Genesee sailed from Philadelphia 20 November 1917 and, after joining a convoy at New London, reached Queenstown, Ireland, 27 January 1918. Until the end of World War I she operated in the Bremerhaven-Queenstown areas patrolling, towing, and serving as standby for deep sea rescue work. After towing from Queenstown to Brest, Genesee arrived Ponta Delgada, Portugal, 31 December 1918 and served as a tug at that port until 1 April 1919 when she sailed for Brest. She provided tug services and aid to stricken ships and finally got underway 30 September for a 7-month tour of duty off Spalato, Dalmatia, and in Castella Bay. On 17 July 1920 Genesee was designated AT-55.
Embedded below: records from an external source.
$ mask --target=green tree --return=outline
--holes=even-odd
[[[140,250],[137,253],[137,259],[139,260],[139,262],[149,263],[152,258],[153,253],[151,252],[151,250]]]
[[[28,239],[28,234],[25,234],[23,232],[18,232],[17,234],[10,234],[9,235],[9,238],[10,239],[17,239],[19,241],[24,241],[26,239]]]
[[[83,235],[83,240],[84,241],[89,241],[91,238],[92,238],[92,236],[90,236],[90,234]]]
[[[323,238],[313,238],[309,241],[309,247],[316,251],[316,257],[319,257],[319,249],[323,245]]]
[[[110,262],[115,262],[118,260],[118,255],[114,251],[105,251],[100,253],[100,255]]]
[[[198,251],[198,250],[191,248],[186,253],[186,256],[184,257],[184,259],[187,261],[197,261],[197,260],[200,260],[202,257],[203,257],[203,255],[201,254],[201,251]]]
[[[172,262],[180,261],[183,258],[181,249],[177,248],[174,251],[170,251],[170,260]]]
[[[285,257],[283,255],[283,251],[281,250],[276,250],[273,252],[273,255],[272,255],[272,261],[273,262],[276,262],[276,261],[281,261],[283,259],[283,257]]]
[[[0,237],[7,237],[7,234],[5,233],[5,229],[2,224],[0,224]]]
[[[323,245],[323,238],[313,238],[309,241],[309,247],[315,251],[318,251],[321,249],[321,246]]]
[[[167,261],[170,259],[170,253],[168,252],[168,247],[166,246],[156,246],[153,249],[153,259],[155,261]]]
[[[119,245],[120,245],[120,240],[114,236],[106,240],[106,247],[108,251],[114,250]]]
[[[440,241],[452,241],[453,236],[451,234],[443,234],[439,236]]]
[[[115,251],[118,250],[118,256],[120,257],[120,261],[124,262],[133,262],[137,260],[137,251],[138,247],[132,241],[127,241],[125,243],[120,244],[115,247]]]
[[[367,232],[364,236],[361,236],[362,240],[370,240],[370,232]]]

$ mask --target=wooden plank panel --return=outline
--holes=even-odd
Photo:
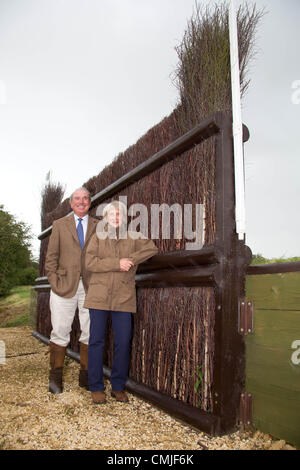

Next assigned to the Far East, Genesee arrived Cavite, Luzon, 7 September 1920 for permanent duty on the Asiatic Station. She spent the summer of 1921 with the fleet at Chefoo, China, and returned to Cavite 19 September. Subsequently, she operated as a tug, a ferry, and a target tow in the Philippines until she was scuttled at Corregidor 5 May 1942 to avoid capture.

Subsequently raised by the Japanese, she was designated Patrol Boat No. 107. On 5 November 1944, American F6F Hellcats from Task Group 38.3 sank Patrol Boat No. 107 off Lubang Island.

Genesee was awarded one battle star for World War II service in the U.S. Navy.